HC.1 - Het X-chromosoom Flashcards
Hoe worden chromosomen ook wel weergegeven?
Ideogram: schematische weergave chromosomen waarop bepaalde repeats (CG, G-banding) donker aankleuren, structuur en kenmerken van de chr worden weergegeven
wat betekent homozygoot, heterozygoot, dubbel heterozygoot en compound heterozygoot? En hemizygoot?
- Homozygote chr: identiek, beide zonder of met dezelfde mutaties
- Heterozygote chr: mutatie in 1 van beide chr
- Compound heterozygoot: twee verschillende mutaties in hetzelfde gen, maar deze mutaties bevinden zich elk op het andere chr (dus een op die van de moeder en een op die van de vader) –> hierdoor gen niet helemaal functioneel
- Dubbel heterozygoot: mutaties in verschillende genen, bvb 1 mutatie op gen A en 1 mutatie op gen B (mutatie in HBB-gen en CFTR-gen)
- Hemizygoot: een individu heeft slecht 1 kopie van een bepaald gen ipv 2 –> MANNEN (X en Y)
wat is kenmerkend voor de overerving bij een X-gebonden recessieve aandoening?
Als moeder draagster:
- 50% kans op aangedane zoon
- 50% kans op dragerschap bij dochter
Als vader aangedaan
- 100% kans op dragerschap dochter
- geen aangedane zonen
Waardoor kan iemand homozygote chr hebben?
- consanguiniteit
- Hoogfrequente mutatie in de bevolking (ook als geen echte familie)

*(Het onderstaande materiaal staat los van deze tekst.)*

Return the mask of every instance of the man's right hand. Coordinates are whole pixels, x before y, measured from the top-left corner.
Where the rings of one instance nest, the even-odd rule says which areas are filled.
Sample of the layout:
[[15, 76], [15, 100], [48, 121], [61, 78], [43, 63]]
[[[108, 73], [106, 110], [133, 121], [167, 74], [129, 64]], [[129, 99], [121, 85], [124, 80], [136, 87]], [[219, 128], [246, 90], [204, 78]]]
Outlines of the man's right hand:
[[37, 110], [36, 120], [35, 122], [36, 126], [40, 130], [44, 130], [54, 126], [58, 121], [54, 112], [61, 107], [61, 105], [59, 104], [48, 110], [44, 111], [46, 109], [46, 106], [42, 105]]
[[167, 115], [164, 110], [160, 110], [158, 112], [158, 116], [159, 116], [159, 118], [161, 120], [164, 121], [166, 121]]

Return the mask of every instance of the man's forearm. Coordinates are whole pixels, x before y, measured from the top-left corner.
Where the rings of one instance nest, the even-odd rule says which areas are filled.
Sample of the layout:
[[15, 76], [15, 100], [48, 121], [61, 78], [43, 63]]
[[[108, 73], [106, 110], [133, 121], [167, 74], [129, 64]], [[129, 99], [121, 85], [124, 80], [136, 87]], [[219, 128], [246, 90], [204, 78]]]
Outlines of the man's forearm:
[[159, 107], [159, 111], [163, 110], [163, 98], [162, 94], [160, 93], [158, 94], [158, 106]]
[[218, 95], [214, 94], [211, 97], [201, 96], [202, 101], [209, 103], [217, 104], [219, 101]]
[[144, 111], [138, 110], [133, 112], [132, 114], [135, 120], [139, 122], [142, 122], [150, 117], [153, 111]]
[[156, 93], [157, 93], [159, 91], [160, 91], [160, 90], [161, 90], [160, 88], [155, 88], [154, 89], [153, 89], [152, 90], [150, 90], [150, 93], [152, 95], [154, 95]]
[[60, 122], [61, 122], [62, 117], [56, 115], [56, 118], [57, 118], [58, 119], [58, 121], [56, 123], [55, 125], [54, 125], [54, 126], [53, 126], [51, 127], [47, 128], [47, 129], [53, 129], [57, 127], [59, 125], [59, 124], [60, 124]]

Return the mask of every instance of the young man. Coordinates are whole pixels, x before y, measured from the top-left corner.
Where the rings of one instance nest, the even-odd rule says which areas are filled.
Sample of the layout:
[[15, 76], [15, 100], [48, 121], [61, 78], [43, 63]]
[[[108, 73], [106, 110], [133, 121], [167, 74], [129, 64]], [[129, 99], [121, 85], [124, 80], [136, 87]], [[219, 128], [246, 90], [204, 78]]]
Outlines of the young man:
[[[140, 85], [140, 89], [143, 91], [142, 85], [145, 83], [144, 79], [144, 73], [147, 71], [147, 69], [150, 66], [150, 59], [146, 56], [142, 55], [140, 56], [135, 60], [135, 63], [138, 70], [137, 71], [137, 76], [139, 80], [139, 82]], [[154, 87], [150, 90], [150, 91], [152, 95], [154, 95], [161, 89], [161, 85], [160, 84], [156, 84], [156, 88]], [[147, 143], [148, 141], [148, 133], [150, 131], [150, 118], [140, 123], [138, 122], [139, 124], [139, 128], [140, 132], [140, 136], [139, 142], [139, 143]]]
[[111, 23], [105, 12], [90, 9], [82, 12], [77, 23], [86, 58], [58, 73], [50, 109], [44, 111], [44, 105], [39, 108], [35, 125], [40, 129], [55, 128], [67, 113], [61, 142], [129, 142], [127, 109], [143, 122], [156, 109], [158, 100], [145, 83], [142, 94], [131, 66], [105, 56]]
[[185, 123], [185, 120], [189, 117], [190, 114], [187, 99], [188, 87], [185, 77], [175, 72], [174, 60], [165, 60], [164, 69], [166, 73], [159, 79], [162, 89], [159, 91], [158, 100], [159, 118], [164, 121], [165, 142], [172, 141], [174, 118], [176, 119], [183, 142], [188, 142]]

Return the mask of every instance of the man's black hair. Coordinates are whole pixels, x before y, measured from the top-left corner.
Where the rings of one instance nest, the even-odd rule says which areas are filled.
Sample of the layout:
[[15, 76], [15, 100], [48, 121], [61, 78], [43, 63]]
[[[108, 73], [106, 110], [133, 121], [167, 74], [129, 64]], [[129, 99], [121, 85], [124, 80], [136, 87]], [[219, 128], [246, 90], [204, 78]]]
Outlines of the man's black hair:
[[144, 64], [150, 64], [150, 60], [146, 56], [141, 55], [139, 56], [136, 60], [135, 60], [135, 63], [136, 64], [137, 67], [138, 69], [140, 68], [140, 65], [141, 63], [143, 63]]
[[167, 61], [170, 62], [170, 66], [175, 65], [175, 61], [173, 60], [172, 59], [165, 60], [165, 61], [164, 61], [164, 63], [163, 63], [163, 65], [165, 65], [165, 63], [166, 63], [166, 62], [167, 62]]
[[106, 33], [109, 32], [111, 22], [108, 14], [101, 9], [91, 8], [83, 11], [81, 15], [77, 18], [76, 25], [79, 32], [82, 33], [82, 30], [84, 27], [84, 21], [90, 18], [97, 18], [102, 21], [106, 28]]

Noem een voorbeeld van een X-gebonden recessieve aandoening?
Spierdystrofie van Duchenne en Becker
Hemofilie
wat is het probleem bij Duchenne en Becker?
Mutatie in dystrofine eiwit = link tussen spiervezel en basale membraan
Becker: deletie van 3, 6 of 9 baseparen in het leesraam van het geen –> missen aminozuren –> minder functioneel eiwit
LET OP: niet totaal disfunctioneel!!
Duchenne: vaak grote deletie leidend tot een frameshift mutatie –> volledige afwezigheid van het dystrofine eiwit
Hoe vaak komt Duchenne/Becker voor?
1 op de 3500-4000 JONGETJES
Kent dus twee klinische vormen
a. Duchenne
b. Becker: mildere vorm (wel zelfde gen)
Waar komt de Duchenne of Becker vandaan?
- 33% de novo
- 67% moeder is draagster
- Dochters: 50% draagster
- Zonen: 50% aangedaan
Daarbij kan er (vaak de de Novo’s) nog:
14% kiemcel mozaicisme (germcel masaicism) –> mutatie in een paar eicellen of zaadcellen –> hierdoor wel een herhalingsrisico (omdat meerdere eicellen of zaadcellen het dan hebben) –> risico kan oplopen tot 14%
wat is de kliniek van Duchenne/Becker?
- Manifesteert zich bij jongens tussen 18 mnd en 4e levensjaar
- Laat lopen
- Moeilijkheden bij het opstaan van de grond
- Vaak vallen
- Moeilijkheden bij het beklimmen van trappen door spierzwakte
- Pseudo-hypertrofie van de kuitspieren (opzwellen spierweefsel)
- Orthopedische vervormingen door verkorting van spieren en pezen
- Verlamming ademhalingsspieren (permanente beademing op leeftijd van 20-25 jaar)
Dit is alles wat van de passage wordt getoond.